Just for reference, this is my code:
a = 0
while a == 0:
print("n n" * 100)
print("Please enter a word to check if it is a palindrome: ")
word = input("?: ")
wordLength = int(len(word))
finalWordLength = int(wordLength / 2)
firstHalf = word[:finalWordLength]
secondHalf = word[finalWordLength + 1:]
secondHalf = secondHalf[::-1]
print(firstHalf)
print(secondHalf)
if firstHalf == secondHalf:
print("This is a palindrom")
else:
print("This is not a palindrom")
print("Press enter to restart")
input()
Answers:
Thank you for visiting the Q&A section on Magenaut. Please note that all the answers may not help you solve the issue immediately. So please treat them as advisements. If you found the post helpful (or not), leave a comment & I’ll get back to you as soon as possible.
Method 1
if num % 2 == 0:
pass # Even
else:
pass # Odd
The % sign is like division only it checks for the remainder, so if the number divided by 2 has a remainder of 0 it’s even otherwise odd.

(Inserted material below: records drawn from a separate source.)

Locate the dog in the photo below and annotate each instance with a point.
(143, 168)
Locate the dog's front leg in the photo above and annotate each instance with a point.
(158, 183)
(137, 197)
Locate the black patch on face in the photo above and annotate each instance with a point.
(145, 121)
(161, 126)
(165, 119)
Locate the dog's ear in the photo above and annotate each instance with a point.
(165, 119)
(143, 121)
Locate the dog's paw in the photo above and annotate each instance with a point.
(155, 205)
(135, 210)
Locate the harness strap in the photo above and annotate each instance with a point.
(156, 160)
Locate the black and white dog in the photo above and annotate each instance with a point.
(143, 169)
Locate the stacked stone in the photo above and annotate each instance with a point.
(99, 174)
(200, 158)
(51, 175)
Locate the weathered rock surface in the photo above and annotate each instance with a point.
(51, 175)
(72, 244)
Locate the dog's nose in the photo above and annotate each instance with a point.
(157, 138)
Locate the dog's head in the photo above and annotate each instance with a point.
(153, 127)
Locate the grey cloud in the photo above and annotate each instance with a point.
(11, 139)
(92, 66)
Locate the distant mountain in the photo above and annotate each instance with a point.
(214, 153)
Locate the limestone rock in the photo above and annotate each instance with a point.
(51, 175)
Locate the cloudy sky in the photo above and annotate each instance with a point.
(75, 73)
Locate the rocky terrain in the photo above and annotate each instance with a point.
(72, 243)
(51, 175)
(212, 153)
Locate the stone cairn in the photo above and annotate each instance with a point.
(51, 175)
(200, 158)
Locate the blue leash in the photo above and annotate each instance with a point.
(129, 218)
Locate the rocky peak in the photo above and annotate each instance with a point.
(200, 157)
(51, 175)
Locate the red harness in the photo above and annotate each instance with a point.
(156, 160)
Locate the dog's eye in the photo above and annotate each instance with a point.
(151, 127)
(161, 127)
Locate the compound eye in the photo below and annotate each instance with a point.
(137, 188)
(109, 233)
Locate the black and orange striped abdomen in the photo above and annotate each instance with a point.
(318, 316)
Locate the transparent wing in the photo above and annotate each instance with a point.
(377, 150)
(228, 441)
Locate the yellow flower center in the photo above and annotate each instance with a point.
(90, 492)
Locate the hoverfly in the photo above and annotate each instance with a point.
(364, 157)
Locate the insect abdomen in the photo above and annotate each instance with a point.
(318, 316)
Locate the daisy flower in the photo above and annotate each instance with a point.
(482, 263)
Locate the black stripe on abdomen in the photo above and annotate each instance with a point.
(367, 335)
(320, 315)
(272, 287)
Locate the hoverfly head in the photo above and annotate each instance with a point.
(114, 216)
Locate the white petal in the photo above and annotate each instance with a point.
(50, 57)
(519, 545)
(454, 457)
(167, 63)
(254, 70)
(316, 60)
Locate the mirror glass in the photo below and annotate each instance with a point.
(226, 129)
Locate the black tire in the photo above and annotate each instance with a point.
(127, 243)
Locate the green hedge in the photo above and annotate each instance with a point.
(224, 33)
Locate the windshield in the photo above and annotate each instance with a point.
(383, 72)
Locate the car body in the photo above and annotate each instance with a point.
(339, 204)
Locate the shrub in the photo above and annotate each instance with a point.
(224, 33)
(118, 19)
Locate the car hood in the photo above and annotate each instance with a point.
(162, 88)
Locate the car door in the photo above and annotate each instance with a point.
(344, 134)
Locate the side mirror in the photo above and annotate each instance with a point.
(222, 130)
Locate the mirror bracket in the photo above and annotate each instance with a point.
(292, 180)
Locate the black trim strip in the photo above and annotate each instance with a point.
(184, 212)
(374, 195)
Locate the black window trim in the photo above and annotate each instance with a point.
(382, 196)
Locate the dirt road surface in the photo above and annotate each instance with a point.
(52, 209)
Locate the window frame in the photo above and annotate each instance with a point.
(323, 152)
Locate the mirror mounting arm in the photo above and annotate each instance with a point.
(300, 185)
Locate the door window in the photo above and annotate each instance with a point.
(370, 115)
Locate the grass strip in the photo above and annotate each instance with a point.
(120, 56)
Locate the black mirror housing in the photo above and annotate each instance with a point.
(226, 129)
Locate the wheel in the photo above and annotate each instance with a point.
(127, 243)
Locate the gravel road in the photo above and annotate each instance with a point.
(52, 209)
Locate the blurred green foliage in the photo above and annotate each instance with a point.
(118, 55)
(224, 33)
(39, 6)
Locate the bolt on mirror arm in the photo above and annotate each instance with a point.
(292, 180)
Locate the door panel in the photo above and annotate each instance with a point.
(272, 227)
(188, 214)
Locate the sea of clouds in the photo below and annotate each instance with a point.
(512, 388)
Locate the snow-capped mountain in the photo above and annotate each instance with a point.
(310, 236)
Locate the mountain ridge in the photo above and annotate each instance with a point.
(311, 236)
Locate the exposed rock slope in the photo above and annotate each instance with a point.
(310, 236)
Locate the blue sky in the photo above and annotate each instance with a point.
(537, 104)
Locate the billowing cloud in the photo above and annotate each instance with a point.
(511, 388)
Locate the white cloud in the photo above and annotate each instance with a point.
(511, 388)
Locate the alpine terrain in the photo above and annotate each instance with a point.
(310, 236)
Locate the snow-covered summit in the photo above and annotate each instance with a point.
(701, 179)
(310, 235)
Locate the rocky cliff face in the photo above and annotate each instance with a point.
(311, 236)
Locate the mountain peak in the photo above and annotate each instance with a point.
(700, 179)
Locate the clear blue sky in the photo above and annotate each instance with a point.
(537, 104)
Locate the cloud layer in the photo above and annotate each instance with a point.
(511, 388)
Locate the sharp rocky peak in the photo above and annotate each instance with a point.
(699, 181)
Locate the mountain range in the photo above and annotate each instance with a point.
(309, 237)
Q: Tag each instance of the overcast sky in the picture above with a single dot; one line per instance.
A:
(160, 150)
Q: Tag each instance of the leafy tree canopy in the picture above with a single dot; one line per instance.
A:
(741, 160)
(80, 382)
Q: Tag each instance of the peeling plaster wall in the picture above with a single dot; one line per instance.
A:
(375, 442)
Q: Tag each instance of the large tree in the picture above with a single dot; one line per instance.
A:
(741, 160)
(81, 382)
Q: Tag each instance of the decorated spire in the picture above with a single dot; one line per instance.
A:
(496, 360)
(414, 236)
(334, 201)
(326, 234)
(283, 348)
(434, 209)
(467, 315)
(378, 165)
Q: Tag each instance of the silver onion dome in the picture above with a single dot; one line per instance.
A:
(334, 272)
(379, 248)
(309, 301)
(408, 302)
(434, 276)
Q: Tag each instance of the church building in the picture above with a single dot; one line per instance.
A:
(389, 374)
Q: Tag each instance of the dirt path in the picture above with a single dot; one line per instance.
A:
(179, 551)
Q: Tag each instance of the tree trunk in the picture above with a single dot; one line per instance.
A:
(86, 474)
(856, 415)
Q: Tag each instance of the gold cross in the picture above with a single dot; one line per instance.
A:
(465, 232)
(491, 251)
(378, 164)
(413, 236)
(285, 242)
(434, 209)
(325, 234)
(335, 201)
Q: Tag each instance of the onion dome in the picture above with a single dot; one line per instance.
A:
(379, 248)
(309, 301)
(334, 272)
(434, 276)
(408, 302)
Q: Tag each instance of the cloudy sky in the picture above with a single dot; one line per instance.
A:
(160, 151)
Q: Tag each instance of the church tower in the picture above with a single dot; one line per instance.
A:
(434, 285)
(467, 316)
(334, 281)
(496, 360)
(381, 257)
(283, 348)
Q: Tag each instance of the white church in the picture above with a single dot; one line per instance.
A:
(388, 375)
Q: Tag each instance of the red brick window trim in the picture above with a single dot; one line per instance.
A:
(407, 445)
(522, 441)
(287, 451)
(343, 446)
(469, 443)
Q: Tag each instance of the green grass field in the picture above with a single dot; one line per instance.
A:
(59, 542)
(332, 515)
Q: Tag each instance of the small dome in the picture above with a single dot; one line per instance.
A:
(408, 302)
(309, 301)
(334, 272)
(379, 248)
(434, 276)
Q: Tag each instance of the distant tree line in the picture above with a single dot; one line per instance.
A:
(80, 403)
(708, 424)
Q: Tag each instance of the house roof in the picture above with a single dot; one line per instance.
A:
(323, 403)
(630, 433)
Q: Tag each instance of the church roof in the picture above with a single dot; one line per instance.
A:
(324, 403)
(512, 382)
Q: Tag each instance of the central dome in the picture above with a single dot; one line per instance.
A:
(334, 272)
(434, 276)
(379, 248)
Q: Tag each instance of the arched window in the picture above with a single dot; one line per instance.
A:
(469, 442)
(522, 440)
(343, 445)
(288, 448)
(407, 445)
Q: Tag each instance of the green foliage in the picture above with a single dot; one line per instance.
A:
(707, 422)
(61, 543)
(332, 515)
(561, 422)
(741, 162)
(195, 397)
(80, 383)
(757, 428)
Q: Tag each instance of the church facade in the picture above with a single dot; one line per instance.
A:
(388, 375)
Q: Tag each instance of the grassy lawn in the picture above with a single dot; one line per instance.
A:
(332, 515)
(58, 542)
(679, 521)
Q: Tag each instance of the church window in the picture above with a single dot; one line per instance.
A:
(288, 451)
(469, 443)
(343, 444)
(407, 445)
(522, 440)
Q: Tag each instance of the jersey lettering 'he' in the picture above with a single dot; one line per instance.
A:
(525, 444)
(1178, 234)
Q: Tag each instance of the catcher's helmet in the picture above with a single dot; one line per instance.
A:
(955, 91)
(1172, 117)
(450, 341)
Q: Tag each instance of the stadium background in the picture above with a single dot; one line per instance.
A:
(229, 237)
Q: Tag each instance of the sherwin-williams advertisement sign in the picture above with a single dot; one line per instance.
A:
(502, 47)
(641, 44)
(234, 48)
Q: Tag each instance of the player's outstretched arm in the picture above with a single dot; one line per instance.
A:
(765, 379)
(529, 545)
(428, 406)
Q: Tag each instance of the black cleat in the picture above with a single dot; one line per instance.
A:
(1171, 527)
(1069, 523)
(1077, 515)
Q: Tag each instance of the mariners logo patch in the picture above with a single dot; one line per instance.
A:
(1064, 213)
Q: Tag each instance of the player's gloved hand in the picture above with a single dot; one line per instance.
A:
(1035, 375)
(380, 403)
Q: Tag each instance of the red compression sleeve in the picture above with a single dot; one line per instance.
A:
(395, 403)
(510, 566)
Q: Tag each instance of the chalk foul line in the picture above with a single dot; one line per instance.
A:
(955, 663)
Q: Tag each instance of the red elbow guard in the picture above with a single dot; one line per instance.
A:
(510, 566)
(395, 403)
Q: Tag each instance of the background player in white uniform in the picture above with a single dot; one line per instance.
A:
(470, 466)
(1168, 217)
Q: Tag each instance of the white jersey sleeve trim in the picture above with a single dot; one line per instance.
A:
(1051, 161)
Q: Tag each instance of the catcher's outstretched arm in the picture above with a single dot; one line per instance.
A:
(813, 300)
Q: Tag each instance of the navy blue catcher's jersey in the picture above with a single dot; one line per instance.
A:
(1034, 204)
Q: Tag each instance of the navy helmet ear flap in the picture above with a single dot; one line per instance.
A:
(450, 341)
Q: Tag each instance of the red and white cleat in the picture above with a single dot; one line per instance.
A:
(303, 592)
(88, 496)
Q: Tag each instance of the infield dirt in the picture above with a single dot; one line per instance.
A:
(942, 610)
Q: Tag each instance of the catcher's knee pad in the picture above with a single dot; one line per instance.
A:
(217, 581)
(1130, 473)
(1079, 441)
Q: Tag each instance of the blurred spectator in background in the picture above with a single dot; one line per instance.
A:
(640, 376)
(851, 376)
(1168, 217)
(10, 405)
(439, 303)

Or reverse them for a little speed improvement, since any number above 0 is also considered “True” you can skip needing to do any equality check:
if num % 2:
pass # Odd
else:
pass # Even
Method 2
Similarly to other languages, the fastest “modulo 2” (odd/even) operation is done using the bitwise and operator:
if x & 1:
return 'odd'
else:
return 'even'
Using Bitwise AND operator
- The idea is to check whether the last bit of the number is set or not. If last bit is set then the number is odd, otherwise even.
- If a number is odd
&(bitwise AND) of the Number by 1 will be 1, because the last bit would already be set. Otherwise it will give 0 as output.
Method 3
It shouldn’t matter if the word has an even or odd amount fo letters:
def is_palindrome(word):
if word == word[::-1]:
return True
else:
return False
Method 4
One of the simplest ways is to use de modulus operator %. If n % 2 == 0, then your number is even.
Hope it helps,
Method 5
Use the modulo operator:
if wordLength % 2 == 0:
print "wordLength is even"
else:
print "wordLength is odd"
For your problem, the simplest is to check if the word is equal to its reversed brother. You can do that with word[::-1], which create the list from word by taking every character from the end to the start:
def is_palindrome(word):
return word == word[::-1]
Method 6
The middle letter of an odd-length word is irrelevant in determining whether the word is a palindrome. Just ignore it.
Hint: all you need is a slight tweak to the following line to make this work for all word lengths:
secondHalf = word[finalWordLength + 1:]
P.S. If you insist on handling the two cases separately, if len(word) % 2: ... would tell you that the word has an odd number of characters.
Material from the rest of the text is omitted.